Pertunjukan Calung, Longser, Tabla, Perkusi, Monolog, musik kolaborasi, aneka tari, dan parade baca puisi dari para penyair dan deklamator Garut. Juga ada Ayi Kurnia, seorang aktor/deklamator kenamaan dari Purwakarta, dan Mukti-mukti, seniman musikalisasi puisi dari Bandung.
Padepokan sebagai Objek Wisata
Selain program-program kegiatan seni pertunjukan, saat ini Padepokan Sobarnas Martawijaya juga tengah merancang sebuah konsep edukasi seni pertunjukan, yang dikemas dalam sebuah program kunjungan wisata.
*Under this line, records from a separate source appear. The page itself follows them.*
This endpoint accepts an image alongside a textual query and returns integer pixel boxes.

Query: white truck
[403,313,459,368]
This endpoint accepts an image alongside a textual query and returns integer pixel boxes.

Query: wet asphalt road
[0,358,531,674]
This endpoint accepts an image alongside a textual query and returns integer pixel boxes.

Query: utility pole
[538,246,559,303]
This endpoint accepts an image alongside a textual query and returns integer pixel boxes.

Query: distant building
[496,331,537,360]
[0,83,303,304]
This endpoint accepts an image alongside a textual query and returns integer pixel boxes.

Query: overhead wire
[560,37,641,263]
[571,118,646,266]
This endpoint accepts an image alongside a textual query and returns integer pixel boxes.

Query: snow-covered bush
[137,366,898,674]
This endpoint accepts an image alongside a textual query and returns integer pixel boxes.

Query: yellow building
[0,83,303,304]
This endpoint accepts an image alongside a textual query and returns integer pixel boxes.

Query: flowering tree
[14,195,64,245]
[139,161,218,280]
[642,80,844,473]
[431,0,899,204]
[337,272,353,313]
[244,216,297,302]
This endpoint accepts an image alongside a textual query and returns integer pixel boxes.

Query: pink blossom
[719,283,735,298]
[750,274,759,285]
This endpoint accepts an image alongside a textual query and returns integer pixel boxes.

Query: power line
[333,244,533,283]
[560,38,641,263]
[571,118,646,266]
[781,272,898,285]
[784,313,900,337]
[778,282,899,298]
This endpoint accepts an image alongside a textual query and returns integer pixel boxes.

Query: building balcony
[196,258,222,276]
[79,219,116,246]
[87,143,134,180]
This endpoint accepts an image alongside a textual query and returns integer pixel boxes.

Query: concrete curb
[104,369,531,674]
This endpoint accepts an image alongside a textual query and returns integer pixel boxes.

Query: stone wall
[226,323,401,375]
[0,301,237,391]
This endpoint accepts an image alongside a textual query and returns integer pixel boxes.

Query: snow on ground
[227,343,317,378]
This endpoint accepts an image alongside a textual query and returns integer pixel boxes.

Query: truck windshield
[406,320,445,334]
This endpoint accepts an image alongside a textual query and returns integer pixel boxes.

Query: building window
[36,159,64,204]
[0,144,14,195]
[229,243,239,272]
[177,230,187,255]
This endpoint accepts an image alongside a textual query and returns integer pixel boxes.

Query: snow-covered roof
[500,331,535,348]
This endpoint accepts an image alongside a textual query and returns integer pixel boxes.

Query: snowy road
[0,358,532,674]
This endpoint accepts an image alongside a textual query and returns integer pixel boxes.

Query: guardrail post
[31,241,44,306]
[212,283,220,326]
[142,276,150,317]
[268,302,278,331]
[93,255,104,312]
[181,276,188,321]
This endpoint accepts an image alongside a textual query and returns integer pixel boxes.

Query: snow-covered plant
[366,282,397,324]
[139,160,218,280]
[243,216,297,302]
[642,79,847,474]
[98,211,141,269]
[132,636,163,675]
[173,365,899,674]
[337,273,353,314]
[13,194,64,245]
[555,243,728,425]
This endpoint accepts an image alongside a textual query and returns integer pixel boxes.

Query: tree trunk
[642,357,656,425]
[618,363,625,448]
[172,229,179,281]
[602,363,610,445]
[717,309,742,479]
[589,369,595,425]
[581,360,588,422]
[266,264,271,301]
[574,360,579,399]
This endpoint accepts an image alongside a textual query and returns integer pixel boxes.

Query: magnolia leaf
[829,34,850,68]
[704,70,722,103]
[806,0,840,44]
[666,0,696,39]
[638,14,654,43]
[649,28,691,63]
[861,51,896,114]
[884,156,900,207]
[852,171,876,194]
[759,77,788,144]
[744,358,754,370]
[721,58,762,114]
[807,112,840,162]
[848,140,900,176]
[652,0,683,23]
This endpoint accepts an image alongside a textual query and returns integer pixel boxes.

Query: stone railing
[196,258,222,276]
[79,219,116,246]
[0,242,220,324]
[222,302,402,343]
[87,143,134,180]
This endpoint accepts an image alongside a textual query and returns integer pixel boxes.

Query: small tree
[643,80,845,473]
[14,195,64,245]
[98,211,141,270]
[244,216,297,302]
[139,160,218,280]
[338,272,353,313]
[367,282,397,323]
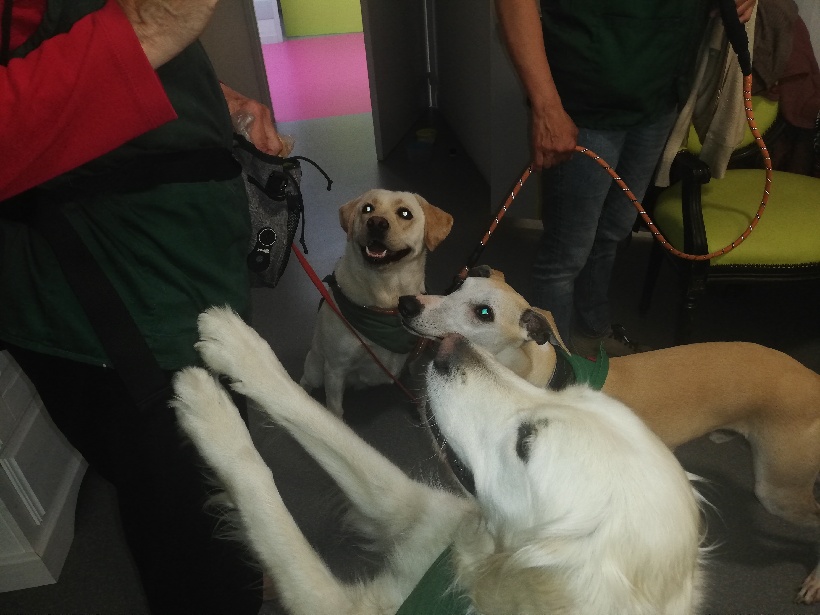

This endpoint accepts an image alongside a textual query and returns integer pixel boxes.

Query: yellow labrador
[300,189,453,415]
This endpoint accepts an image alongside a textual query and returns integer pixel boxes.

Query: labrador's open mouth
[361,241,411,266]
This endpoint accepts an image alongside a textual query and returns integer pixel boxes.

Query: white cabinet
[0,351,86,592]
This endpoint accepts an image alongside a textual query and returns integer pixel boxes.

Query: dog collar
[550,346,610,392]
[395,547,471,615]
[547,346,577,390]
[323,273,420,354]
[424,403,477,496]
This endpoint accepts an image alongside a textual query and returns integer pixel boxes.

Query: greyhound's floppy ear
[417,195,454,251]
[522,307,570,352]
[520,309,551,345]
[467,265,493,278]
[338,197,362,237]
[467,265,507,281]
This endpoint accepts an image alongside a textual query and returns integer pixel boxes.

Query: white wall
[434,0,539,218]
[200,1,272,109]
[254,1,284,45]
[434,0,492,180]
[489,7,539,218]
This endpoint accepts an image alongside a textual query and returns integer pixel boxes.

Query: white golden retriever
[172,307,705,614]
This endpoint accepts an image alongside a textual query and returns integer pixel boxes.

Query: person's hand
[529,102,578,170]
[117,0,221,68]
[736,0,756,23]
[220,83,290,156]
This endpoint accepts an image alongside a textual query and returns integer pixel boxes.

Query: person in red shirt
[0,0,283,200]
[1,1,286,612]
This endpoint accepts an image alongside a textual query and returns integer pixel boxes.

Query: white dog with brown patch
[300,189,453,416]
[398,265,820,604]
[172,307,704,615]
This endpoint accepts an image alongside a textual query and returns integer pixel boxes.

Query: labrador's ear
[525,307,569,352]
[417,195,454,251]
[338,197,362,237]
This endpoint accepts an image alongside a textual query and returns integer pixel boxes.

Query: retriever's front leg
[172,367,355,615]
[194,307,463,541]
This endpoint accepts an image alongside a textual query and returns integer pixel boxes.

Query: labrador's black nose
[398,295,422,318]
[366,216,389,236]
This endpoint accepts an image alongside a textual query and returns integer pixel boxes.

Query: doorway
[254,0,372,122]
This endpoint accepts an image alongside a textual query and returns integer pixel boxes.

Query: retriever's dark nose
[398,295,422,318]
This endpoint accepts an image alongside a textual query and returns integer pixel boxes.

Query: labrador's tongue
[366,242,388,258]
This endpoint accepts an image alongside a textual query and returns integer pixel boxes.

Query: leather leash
[453,75,771,288]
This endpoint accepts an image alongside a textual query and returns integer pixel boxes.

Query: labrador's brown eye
[398,207,413,220]
[362,203,374,213]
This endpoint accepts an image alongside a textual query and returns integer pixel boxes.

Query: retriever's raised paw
[171,367,255,471]
[195,306,308,421]
[195,306,295,400]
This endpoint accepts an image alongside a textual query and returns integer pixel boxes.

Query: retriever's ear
[416,195,454,251]
[527,307,569,352]
[338,197,362,237]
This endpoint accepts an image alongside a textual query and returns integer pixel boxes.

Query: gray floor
[1,112,819,614]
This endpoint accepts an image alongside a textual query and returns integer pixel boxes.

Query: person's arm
[0,0,225,201]
[495,0,577,169]
[116,0,219,68]
[736,0,756,23]
[220,82,287,156]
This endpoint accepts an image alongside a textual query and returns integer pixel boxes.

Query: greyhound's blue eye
[362,203,374,213]
[474,305,494,322]
[398,207,413,220]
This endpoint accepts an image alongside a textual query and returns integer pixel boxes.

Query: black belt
[35,147,241,203]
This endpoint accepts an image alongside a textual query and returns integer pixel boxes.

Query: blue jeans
[531,109,677,341]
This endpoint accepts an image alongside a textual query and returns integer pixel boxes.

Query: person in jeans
[496,0,756,356]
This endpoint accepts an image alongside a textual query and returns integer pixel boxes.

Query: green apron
[540,0,710,129]
[0,0,250,370]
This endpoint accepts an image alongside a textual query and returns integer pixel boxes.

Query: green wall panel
[280,0,363,37]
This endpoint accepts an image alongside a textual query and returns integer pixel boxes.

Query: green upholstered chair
[640,98,820,343]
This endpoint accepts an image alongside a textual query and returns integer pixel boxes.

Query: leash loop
[576,74,772,262]
[458,73,771,277]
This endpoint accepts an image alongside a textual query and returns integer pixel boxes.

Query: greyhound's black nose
[398,295,422,318]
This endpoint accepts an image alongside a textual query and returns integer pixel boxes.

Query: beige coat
[656,8,759,187]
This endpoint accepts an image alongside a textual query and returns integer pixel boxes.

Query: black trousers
[8,346,262,615]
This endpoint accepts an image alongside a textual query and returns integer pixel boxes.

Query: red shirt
[0,0,177,200]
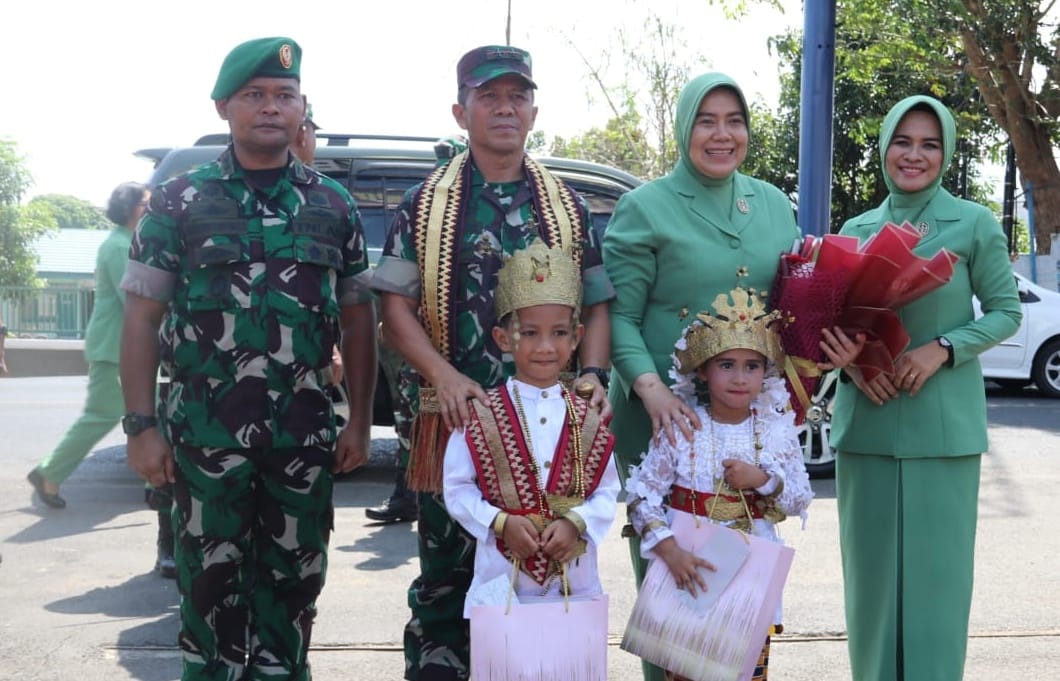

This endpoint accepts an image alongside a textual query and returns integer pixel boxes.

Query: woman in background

Program ini disebut Paket Wisata Edukasi Seni Pertunjukan. Program ini ditujukan kepada para wisatawan yang ingin mengetahui seluk-beluk seni pertunjukan, dalam durasi kunjungan tertentu. Sasaran utamanya adalah para pelajar setingkat TK, SD, SMP, hingga SMA. Namun tidak tertutup kemungkinan bagi kalangan lain untuk mencoba mengeskplorasi program ini.
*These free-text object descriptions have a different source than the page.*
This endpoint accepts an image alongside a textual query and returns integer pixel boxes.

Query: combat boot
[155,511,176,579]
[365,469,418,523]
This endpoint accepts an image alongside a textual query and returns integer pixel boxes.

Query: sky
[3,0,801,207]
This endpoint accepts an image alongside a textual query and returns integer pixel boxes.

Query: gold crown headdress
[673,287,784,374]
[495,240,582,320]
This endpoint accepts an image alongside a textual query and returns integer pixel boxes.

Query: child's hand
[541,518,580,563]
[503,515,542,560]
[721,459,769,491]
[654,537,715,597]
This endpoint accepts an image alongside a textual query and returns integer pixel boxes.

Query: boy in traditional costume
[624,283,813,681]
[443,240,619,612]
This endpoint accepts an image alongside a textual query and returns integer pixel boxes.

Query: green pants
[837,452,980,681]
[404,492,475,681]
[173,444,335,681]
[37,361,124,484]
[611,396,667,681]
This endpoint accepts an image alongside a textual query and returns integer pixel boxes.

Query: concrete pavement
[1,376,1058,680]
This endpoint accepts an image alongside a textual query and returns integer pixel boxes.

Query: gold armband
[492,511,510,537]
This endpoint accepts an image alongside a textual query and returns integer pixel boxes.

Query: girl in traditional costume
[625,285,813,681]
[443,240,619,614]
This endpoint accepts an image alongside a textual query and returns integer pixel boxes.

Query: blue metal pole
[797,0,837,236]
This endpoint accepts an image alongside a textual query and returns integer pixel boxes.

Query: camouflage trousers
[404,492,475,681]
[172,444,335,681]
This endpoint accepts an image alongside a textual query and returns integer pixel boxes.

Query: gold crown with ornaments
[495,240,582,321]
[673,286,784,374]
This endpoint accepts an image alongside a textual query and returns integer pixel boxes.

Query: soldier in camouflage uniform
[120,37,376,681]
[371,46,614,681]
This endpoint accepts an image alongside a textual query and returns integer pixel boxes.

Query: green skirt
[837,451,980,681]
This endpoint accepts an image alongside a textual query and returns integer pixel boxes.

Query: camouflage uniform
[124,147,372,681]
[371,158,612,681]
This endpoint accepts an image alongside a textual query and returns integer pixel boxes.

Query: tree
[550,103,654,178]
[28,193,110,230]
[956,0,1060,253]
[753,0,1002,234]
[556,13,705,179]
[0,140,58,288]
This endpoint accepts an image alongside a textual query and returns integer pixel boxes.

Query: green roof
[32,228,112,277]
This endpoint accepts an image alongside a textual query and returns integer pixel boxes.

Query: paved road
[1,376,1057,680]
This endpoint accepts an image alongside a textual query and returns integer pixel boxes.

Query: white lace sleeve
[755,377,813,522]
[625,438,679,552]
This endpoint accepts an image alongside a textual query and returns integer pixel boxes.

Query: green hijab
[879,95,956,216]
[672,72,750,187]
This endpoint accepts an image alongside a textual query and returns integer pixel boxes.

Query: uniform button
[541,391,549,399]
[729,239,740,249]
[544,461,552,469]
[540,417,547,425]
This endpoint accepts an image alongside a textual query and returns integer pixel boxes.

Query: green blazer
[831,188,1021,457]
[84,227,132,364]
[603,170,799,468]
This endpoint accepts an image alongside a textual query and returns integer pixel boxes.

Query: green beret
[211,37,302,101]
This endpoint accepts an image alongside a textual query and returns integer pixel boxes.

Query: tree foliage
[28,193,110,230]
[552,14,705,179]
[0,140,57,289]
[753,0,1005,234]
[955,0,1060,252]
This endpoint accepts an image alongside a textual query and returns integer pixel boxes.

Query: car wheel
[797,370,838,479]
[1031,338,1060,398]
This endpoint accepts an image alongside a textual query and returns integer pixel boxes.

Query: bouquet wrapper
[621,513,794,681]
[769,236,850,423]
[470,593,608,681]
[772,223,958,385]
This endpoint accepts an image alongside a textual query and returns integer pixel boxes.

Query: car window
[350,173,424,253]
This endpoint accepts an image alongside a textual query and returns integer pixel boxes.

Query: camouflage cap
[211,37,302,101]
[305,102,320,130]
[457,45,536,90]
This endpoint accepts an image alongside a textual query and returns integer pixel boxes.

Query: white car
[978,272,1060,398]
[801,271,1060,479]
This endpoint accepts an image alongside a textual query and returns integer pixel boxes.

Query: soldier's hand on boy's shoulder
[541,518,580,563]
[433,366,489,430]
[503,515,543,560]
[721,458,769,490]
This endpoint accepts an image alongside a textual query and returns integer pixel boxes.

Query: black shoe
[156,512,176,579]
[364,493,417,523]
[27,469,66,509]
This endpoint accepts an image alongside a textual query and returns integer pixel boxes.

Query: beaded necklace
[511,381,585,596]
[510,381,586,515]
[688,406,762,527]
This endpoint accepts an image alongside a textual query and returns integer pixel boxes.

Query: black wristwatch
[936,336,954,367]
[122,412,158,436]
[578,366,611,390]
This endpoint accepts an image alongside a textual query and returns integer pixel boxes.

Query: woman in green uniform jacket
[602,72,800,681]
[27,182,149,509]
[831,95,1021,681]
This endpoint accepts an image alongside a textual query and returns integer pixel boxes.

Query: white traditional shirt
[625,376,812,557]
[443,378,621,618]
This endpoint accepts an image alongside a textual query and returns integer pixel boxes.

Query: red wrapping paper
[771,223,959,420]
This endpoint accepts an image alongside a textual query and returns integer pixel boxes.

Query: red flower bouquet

Dalam program ini, wisatawan akan diajak untuk ikut terlibat menikmati kecerian dan keakraban barudak lembur dalam Kabarulem (Kaulinan Barudak Lembur). Lalu, akan diajak berlatih seni tari, untuk melatih kelenturan tubuh, kesadaran ruang, dan kepekaan akan irama dan musik.
Selepas itu, wisatawan akan diajak bermain peran dalam sebuah sesi permainan yang mengasyikkan. Dan terakhir, wisatawan akan mendapat kesempatan membuat kerajinan tangan, yakni membuat topeng kertas.
Hasil karyanya nanti bisa dibawa pulang sebagai kenang-kenangan. Setelah lelah bermain dan berkreasi, wisatawan akan diajak botram, makan bersama sengan sajian nasi liwet khas Padepokan. Sungguh sebuah paket wisata yang menarik dan mengasyikkan. Sangat layak untuk dicoba.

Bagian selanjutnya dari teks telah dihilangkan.